Field Notes
Field Notes are production-style conversations for Kubernetes LLM platform teams. Each note starts from a failure mode that looks simple from a dashboard but becomes a platform decision once traffic, GPU capacity, tenant boundaries, and rollout controls are involved.
Use these notes before design reviews, launch readiness checks, and incident retrospectives.
| Field note | Production question | Matching lab |
|---|---|---|
| LLM Latency War Room | Why are pods healthy while users wait for the first token? | vLLM inference challenge |
| GPU Capacity Incident | Why are expensive accelerators idle while inference pods are pending? | GPU node pool scheduling |
| RAG Tenant Isolation Review | Where must authorization happen before documents enter a prompt? | RAG retrieval challenge |
| KServe vs Ray Serve Ownership | Is the serving layer a platform API or an application-owned graph? | KServe vs Ray Serve decision |
How to read a field note
Each note uses the same review shape:
- Start with the visible symptoms.
- Name the common wrong instinct.
- Split the system into platform layers.
- Pick the signals that prove or disprove the theory.

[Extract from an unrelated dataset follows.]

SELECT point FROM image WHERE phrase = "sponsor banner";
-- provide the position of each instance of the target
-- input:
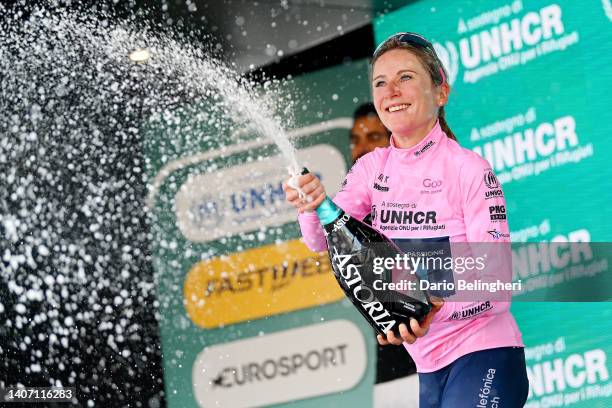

- Decide what should be automated, documented, or moved into a lab check.
Why this section exists
Most Kubernetes LLM failures do not start as tool-selection problems. They start as ownership problems: who owns latency, GPU placement, retrieval quality, runtime flags, rollback boundaries, and cost evidence. Field Notes make those conversations explicit before a platform team scales the model.